CCB plus ARB Improves Outcomes in Hypertension and CKD

In high-risk older adults with hypertension and chronic kidney disease (CKD), adding a calcium channel blocker (CCB) to high-dose angiotensin II receptor blockade (ARB) yields further reductions in cardiovascular events, reports a trial in Kidney International.

The multicenter “OlmeSartan and Calcium Antagonists Randomized” (OSCAR) trial included 1078 older Japanese adults with hypertension and baseline cardiovascular disease and/or diabetes. In the main trial, patients were randomly assigned to upward titration of ARB or to the addition of a CCB to ARB therapy. The current study was a prespecified subgroup analysis assessing treatment responses according to baseline estimated GFR (eGFR).

On the basis of an eGFR of less than 60 mL/min/1.73 m2, 353 patients had CKD; in almost all, eGFR was 30–59 mL/min/1.73 m2. In patients with or without CKD, blood pressure was lower with CCB plus ARB than with high-dose ARB.

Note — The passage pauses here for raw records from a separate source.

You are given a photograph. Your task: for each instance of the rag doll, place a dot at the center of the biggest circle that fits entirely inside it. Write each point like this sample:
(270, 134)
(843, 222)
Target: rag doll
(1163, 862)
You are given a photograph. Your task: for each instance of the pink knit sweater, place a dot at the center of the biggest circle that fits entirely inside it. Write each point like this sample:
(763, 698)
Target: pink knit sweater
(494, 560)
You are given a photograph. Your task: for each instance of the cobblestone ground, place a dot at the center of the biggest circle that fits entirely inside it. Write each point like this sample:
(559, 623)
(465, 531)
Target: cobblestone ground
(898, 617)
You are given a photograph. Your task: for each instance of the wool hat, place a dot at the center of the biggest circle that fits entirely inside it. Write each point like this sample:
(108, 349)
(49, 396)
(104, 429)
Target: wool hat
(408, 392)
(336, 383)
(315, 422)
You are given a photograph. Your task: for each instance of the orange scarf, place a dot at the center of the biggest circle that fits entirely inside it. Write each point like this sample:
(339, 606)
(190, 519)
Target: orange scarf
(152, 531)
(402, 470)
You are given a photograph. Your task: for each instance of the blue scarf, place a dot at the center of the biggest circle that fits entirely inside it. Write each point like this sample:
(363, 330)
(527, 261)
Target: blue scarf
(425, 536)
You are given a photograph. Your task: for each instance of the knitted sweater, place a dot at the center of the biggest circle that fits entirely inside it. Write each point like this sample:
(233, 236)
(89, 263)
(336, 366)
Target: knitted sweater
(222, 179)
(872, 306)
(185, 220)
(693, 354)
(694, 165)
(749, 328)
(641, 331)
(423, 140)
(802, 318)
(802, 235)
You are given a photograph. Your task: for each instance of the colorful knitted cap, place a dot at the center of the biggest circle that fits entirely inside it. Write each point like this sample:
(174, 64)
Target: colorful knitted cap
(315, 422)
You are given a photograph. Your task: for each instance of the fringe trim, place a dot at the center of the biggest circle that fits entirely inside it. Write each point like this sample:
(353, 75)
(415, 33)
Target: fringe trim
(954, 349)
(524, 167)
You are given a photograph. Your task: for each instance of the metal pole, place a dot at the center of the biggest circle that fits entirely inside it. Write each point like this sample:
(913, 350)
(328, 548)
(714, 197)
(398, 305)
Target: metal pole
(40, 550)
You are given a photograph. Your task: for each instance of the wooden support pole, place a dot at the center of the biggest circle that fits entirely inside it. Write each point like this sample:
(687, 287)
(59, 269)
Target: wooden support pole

Among CKD patients, the primary composite outcome of cardiovascular events and noncardiovascular death was about twice as high in the high-dose ARB group: 30 versus 16 events, hazard ratio 2.25. In particular, the rates of cerebrovascular and heart failure events were higher in CKD patients receiving high-dose ARB, compared with CCB plus ARB. By contrast, for patients without CKD, the primary event rate was similar between treatment groups. The subgroup interaction was significant, with high-dose ARB being an independent prognostic factor for primary events among patients with CKD.

High-dose ARB therapy lowers the rate of cardiovascular and renal events in certain high-risk groups of patients with hypertension. The combination of an ARB with a CCB is a recommended treatment for the general hypertensive population.

This OSCAR subgroup analysis suggests that ARB plus CCB is more effective than high-dose ARB for elderly high-risk patients with CKD. In this group, the combination yields a lower risk of cardiovascular events, particularly stroke and heart failure. The results lend new insights for decisions about antihypertensive therapy for older adults with CKD [Kim-Matsuyama S, et al. An angiotensin II receptor blocker–calcium channel blocker combination prevents cardiovascular events in elderly high-risk hypertensive patients with chronic kidney disease better than high-dose angiotensin II receptor blockade alone in hypertensive patients with diabetic nephropathy. Kidney Int 2013; 83:167–176].